Exercitatio optimus est magister (Practice is the best instructor)
No less an authority than Sheila Waters believes that these letters are mystical and mysterious, and that “somehow you never quite get them.” What this really means is that the forms display an abundance of subtleties that are tantalizingly elusive, from the slight swelling at the heads to the even slighter swelling at the foot of the letter (a mimicry of the architectural concept of entasis, so prevalent in classical architecture), to the 4-degree angle off the vertical of the 1st stroke of M to the 6-degree of the right hand stroke. “Who cares about 4-degrees and 6-degrees?” Well, you do… and if you don’t, then you should. Because only then, when you begin to focus on these deceptively trivial elements does your calligraphy begin to achieve a polish and refinement that hitherto you may have only sporadically attained. Studying Roman Caps trains your hand to master greater control and touch incorporating techniques of pressure and release, and to write with strength and conviction. Your eye is likewise sensitized to correct rhythmic spacing and enables you to identify active counterspace as opposed to “dead” space that can ruin a design. A heading of beautifully rendered Romans is an immediate attention grabber, just as the emperors intended, and sets a tone of anticipation for what follows.

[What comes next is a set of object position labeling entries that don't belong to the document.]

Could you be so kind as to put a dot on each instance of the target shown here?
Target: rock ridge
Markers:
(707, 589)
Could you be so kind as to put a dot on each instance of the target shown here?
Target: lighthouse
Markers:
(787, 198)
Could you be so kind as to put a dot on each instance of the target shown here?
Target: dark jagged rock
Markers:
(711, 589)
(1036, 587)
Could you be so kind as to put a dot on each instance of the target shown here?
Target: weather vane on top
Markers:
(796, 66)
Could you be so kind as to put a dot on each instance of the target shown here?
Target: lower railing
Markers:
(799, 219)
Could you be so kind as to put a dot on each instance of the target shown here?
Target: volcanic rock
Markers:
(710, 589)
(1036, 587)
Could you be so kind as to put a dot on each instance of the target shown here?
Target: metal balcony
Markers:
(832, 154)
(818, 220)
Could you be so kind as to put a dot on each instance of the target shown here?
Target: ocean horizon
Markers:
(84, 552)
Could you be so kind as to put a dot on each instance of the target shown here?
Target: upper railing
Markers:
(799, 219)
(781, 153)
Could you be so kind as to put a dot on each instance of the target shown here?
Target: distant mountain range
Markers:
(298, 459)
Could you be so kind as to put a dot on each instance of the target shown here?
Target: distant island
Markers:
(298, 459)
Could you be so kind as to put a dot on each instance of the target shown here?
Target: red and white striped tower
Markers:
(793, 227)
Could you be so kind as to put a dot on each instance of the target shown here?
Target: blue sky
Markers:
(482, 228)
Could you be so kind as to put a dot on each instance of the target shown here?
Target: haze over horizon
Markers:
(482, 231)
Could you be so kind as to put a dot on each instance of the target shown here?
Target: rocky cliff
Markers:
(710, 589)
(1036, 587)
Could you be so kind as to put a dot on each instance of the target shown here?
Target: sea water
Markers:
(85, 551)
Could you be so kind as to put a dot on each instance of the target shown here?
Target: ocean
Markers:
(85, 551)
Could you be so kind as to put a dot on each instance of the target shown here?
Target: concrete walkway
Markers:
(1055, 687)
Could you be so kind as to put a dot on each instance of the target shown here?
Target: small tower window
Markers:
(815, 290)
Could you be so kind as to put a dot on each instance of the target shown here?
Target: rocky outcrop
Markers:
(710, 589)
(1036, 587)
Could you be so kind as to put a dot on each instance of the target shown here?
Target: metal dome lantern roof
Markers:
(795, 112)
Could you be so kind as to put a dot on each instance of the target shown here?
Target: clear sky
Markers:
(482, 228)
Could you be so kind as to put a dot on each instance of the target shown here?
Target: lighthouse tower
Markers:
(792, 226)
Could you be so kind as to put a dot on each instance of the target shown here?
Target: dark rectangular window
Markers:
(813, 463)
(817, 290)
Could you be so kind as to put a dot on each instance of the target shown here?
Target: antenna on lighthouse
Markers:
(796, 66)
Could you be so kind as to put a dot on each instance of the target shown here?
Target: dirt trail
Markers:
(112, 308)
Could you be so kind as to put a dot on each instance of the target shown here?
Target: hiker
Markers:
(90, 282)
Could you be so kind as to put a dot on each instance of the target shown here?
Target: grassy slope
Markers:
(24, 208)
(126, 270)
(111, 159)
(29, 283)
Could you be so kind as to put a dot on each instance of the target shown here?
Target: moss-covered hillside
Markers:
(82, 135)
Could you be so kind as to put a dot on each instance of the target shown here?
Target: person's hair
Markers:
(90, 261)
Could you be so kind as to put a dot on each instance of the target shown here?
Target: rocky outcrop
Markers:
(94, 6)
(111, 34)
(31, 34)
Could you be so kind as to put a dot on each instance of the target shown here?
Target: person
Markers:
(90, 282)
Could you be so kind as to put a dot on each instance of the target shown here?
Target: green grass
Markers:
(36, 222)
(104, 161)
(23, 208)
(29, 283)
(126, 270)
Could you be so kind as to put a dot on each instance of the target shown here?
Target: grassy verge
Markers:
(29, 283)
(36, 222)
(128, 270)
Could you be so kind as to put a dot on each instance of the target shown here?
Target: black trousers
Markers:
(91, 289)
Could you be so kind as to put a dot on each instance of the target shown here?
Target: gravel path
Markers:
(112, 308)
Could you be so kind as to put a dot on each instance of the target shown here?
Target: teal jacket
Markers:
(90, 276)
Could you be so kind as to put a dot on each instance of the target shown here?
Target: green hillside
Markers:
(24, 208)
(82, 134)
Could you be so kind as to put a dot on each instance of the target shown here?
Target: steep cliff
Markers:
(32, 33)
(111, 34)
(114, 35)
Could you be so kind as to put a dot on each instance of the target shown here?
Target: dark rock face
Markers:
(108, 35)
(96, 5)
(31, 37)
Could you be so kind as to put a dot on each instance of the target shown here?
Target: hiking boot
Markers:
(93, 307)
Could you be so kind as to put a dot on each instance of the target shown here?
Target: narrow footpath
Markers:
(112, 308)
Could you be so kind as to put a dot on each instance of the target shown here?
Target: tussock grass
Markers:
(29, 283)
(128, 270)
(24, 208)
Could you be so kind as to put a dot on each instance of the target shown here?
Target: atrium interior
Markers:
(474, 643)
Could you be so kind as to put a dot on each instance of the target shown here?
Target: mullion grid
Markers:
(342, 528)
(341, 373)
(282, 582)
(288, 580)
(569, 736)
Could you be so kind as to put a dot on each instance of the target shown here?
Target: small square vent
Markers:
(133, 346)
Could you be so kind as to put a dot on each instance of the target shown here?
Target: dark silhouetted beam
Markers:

Yes, the alphabet requires a commitment of time and patience. Precise, voluptuous forms in general will not magically emerge after only a 2-day workshop, but the building blocks will have been put securely in place. Augustus Caesar, who reigned 41 years, declared that he found Rome a city of brick but left it a city of marble. And was Rome built in a day? Obviously, the effort to build The Eternal City was worth it.
Barry Morentz began studying calligraphy 37 years ago, and like most normal newcomers avoided Roman Caps like plague for the first three years. After an intensive workshop with Julian Waters he experienced The Great Awakening, and he has been studiously challenged and happily seduced by these wondrous forms ever since.